Oggetto: emergenza sanitaria da nuovo Coronavirus. Prime indicazioni operative per le attività didattiche a distanza.

Carissimi,

l’emergenza sanitaria che l’Italia sta attraversando ha reso necessari, nell’arco di pochi giorni, provvedimenti che richiedono a tutta la comunità scolastica, ciascuno nell’ambito del più ampio esercizio delle sue prerogative, della normativa e della contrattualizzazione esistente, di attivare per tutta la durata della sospensione delle attività didattiche nelle scuole, modalità di didattica a distanza avendo anche riguardo alle specifiche esigenze degli studenti con disabilità.

La didattica a distanza, in queste difficili settimane, ha avuto e ha due significati. Da un lato, manifestare in modo concreto l’atteggiamento del “prendersi cura” dell’altro che è alla base di ogni relazione educativa, il farsi carico delle esigenze emotive e psicologiche degli studenti e delle studentesse.
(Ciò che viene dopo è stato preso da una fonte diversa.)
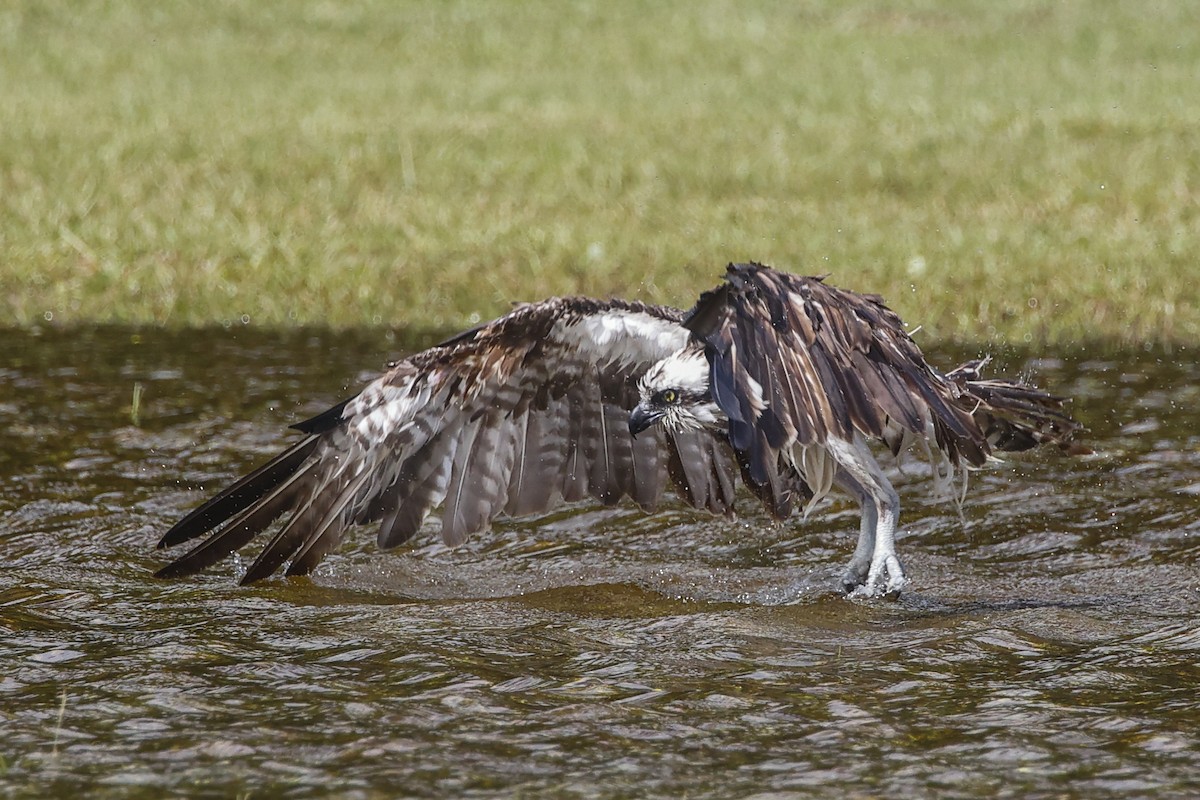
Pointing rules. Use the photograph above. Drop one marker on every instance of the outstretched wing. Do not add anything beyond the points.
(798, 362)
(511, 417)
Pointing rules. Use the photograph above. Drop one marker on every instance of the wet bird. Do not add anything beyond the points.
(780, 380)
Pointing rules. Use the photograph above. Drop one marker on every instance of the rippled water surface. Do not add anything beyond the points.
(1048, 645)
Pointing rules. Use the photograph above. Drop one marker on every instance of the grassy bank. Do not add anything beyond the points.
(1017, 170)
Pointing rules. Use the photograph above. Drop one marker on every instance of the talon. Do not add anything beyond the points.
(853, 578)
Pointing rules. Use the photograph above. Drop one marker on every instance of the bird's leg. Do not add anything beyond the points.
(883, 559)
(861, 563)
(881, 507)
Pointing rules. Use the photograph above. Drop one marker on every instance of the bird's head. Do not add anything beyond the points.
(675, 392)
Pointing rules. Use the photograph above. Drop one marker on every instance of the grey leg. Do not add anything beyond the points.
(885, 575)
(861, 563)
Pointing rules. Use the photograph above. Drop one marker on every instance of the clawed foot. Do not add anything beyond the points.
(883, 577)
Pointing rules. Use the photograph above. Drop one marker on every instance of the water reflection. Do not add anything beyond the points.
(1049, 644)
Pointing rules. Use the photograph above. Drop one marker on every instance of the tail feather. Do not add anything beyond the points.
(1015, 415)
(241, 495)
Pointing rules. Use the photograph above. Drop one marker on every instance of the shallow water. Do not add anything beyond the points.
(1048, 645)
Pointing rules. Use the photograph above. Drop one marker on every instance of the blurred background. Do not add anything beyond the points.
(1023, 170)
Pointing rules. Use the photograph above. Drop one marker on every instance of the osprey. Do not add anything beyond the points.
(780, 379)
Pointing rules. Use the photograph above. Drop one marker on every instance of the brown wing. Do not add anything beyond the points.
(513, 417)
(796, 361)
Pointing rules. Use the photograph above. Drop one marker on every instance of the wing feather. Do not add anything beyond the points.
(829, 364)
(511, 417)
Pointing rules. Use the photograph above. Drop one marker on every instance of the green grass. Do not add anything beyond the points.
(997, 170)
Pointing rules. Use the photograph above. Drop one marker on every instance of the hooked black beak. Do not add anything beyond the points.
(642, 417)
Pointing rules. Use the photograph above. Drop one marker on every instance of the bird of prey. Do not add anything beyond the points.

Dall’altro lato, è essenziale non interrompere, per quanto possibile, il percorso di apprendimento, evidenziando che attraverso la didattica a distanza, agita soprattutto in condizioni di emergenza e senza adeguata preparazione e programmazione, non saranno conseguiti in termini qualitativi e quantitativi gli stessi obiettivi di apprendimento che in analogo tempo e con analoghe risorse sarebbero stati conseguiti nella relazione educativa in presenza.

La declinazione in modalità telematica degli aspetti che caratterizzano l’azione del docente può portare a nuove criticità, può generare, almeno potenzialmente, nuove esclusioni per la non accessibilità a tutti i docenti, a tutti gli studenti e in tutte le aree del Paese della necessaria infrastruttura tecnologica per gestire la comunicazione e lo scambio di risorse didattiche in formato digitale. In questo senso le criticità più diffuse potrebbero essere acuite, e di questo va tenuto conto.  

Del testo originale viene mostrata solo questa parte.